Strawberry Planting: When, Where, and How-To
Follow these easy guidelines for a successful and fruitful strawberry planting season. First, determine which variety of strawberries will best suit your needs. There are three basic varieties:
- June Bearing: Produces 1 large crop each year during the spring
- Everbearing: Produces 2 to 3 crops during the spring, summer and fall
- Day Neutral: Produces continuously throughout the growing season
Next, identify which planting zone you reside in, as this affects when you plant your strawberries. In the warmer climates of the South and Southwest, strawberries can be planted in the fall or early winter.
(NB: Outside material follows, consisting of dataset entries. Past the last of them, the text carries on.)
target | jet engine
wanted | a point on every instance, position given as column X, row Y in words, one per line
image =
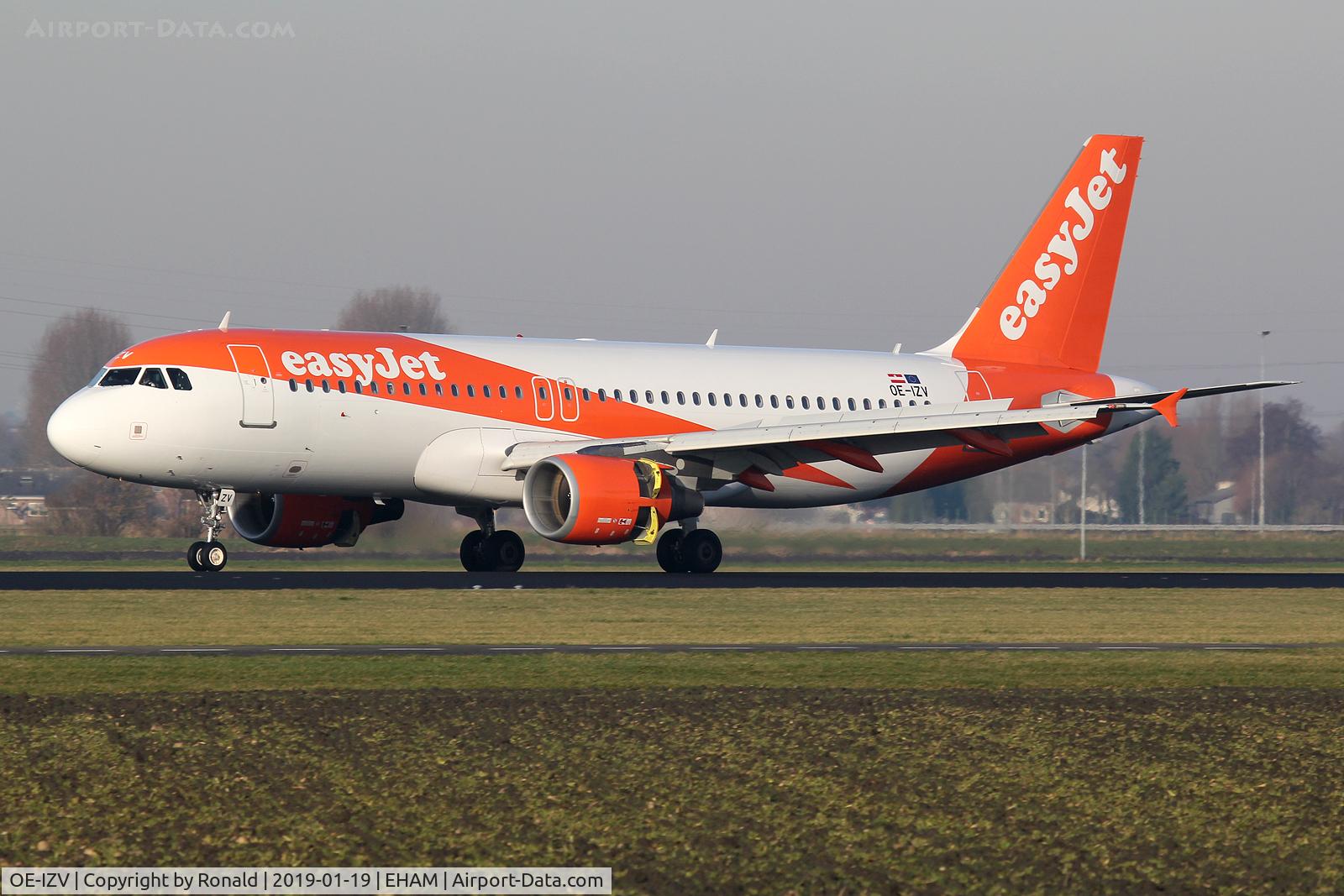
column 589, row 499
column 308, row 520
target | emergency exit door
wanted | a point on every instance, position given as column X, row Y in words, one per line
column 257, row 389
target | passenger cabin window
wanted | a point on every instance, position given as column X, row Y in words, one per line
column 154, row 378
column 121, row 376
column 179, row 379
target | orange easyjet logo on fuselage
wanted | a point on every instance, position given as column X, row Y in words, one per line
column 1032, row 291
column 382, row 362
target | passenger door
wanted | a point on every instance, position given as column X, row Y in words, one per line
column 257, row 389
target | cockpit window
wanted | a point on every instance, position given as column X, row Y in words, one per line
column 121, row 376
column 155, row 378
column 179, row 379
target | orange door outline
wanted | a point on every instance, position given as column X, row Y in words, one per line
column 259, row 396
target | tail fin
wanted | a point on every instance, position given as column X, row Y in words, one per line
column 1052, row 301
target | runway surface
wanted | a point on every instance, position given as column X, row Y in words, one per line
column 323, row 579
column 496, row 649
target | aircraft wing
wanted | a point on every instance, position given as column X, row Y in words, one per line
column 858, row 437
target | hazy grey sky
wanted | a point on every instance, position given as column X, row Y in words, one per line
column 824, row 175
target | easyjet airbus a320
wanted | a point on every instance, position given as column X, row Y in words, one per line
column 307, row 438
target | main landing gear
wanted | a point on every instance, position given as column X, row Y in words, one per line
column 690, row 551
column 490, row 550
column 210, row 555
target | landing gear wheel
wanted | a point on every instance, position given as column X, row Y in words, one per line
column 213, row 557
column 503, row 551
column 470, row 553
column 669, row 551
column 702, row 551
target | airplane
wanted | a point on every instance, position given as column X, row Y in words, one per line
column 307, row 438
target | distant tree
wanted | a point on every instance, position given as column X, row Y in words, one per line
column 1294, row 466
column 1164, row 484
column 394, row 308
column 11, row 439
column 71, row 352
column 91, row 504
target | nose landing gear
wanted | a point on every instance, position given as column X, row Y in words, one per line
column 210, row 555
column 490, row 550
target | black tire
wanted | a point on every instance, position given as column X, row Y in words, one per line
column 470, row 553
column 503, row 553
column 702, row 551
column 213, row 557
column 669, row 551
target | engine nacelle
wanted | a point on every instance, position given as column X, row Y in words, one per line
column 308, row 520
column 591, row 499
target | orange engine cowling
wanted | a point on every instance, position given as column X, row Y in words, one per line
column 308, row 520
column 591, row 499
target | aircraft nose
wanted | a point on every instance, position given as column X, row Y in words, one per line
column 69, row 432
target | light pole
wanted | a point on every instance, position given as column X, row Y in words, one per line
column 1082, row 508
column 1142, row 445
column 1263, row 336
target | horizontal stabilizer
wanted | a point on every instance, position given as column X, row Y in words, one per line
column 1152, row 398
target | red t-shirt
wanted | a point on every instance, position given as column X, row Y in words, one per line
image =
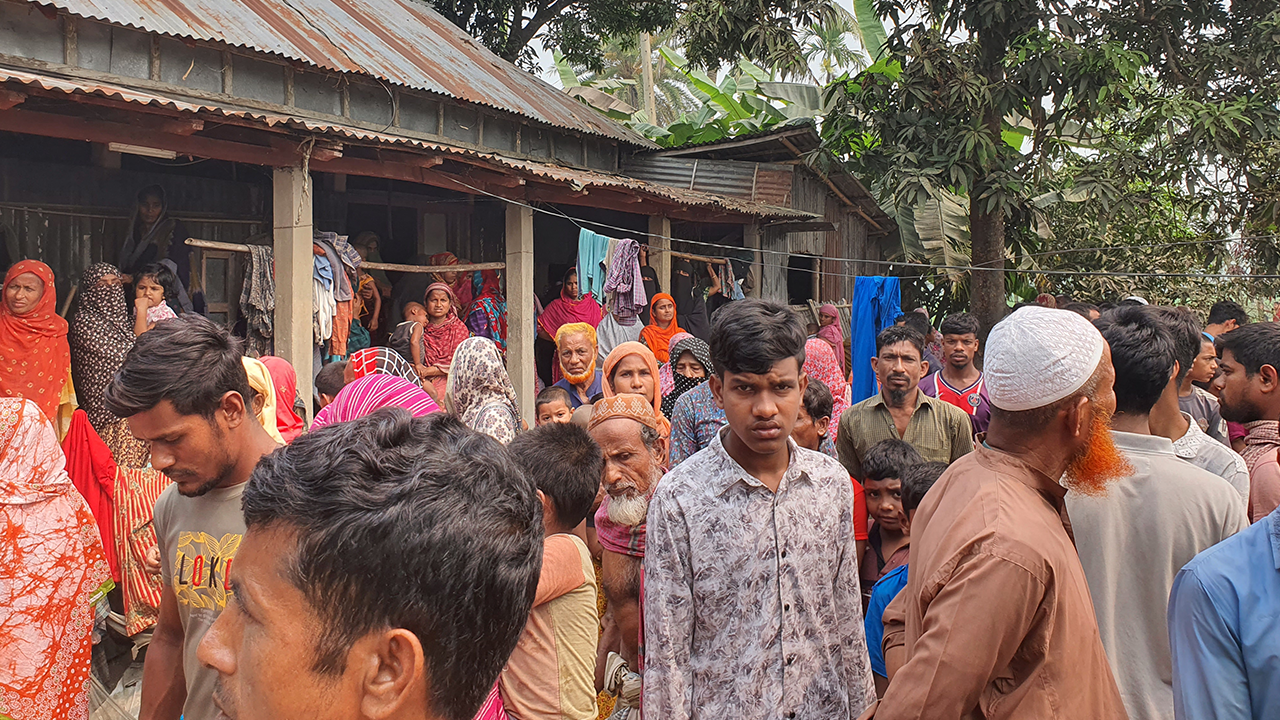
column 859, row 510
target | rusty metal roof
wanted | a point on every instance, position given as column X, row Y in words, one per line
column 572, row 177
column 401, row 41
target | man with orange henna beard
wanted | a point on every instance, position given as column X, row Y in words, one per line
column 996, row 620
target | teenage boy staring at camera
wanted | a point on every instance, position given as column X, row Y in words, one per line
column 749, row 536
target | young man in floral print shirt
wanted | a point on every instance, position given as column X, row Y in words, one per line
column 752, row 597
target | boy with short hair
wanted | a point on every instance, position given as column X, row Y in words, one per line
column 407, row 336
column 890, row 538
column 329, row 382
column 750, row 593
column 551, row 674
column 917, row 482
column 813, row 422
column 553, row 405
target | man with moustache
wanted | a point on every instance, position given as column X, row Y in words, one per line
column 1248, row 390
column 996, row 620
column 938, row 431
column 635, row 458
column 752, row 596
column 576, row 352
column 183, row 390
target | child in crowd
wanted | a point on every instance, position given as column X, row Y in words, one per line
column 152, row 287
column 917, row 482
column 890, row 537
column 553, row 406
column 407, row 336
column 551, row 674
column 813, row 423
column 330, row 381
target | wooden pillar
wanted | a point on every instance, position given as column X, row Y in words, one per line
column 659, row 240
column 291, row 205
column 773, row 272
column 520, row 306
column 752, row 240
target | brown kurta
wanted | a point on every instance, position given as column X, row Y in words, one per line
column 996, row 618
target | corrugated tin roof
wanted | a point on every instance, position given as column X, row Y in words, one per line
column 401, row 41
column 572, row 177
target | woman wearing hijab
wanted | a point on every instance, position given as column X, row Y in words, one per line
column 53, row 573
column 691, row 295
column 819, row 361
column 632, row 368
column 828, row 329
column 264, row 402
column 664, row 372
column 691, row 361
column 488, row 313
column 568, row 308
column 662, row 326
column 374, row 392
column 101, row 335
column 35, row 356
column 284, row 379
column 442, row 335
column 480, row 392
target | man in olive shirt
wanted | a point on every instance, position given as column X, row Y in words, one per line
column 938, row 431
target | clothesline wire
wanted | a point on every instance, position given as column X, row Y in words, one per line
column 557, row 213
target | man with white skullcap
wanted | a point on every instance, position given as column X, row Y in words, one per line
column 996, row 619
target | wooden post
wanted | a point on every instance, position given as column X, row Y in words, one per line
column 291, row 206
column 752, row 240
column 520, row 306
column 659, row 240
column 773, row 270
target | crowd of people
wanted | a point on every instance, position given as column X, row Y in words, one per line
column 1070, row 515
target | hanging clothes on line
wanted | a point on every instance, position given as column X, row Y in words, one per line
column 257, row 301
column 877, row 304
column 624, row 286
column 593, row 255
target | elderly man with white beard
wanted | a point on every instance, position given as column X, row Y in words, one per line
column 635, row 458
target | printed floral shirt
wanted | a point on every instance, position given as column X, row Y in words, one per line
column 752, row 602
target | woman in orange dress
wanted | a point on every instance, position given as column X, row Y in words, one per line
column 35, row 356
column 51, row 573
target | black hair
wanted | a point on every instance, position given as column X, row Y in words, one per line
column 408, row 523
column 888, row 459
column 1082, row 309
column 1253, row 346
column 553, row 395
column 895, row 335
column 1185, row 333
column 818, row 401
column 917, row 482
column 566, row 464
column 1142, row 354
column 918, row 322
column 959, row 323
column 750, row 336
column 332, row 378
column 1225, row 310
column 190, row 360
column 163, row 276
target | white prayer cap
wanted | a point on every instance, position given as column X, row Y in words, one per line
column 1040, row 355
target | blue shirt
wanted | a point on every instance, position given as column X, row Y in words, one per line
column 590, row 392
column 882, row 593
column 1224, row 628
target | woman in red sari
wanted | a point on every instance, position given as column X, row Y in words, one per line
column 442, row 335
column 35, row 356
column 51, row 573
In most other areas, however, they should not be planted until early spring when the ground is easily workable. Always be sure to start planting after the last frost of the year has passed.
Chose a site in your yard or garden that that has good drainage and receives full sunlight. If your garden does not have a site that meets these requirements, you should grow your strawberries in a raised bed inside a greenhouse for optimal growth and fruit production.
Once you have selected your site, prep the soil. Till at least 12 inches deep and add compost.
Each strawberry plant should be placed in a hole in the soil about 5 inches wide and deep enough to cover the roots of the plant. The “matted rows” method of planting is the easiest: plant the strawberries 18 to 30 inches apart within the row, spacing 3 to 4 feet between the rows.
Shortly after planting, the strawberry plants will send out “runners,” or long stems that reach out from the mother plant and set down roots within the soil to establish new plants. Let these runners fill the spaces between each strawberry plant within the rows but be sure to trim back any runners that try to reach across between the rows.
Now, simply maintain your strawberry plants through regular watering and sunlight. Enjoy the fruits of your labor!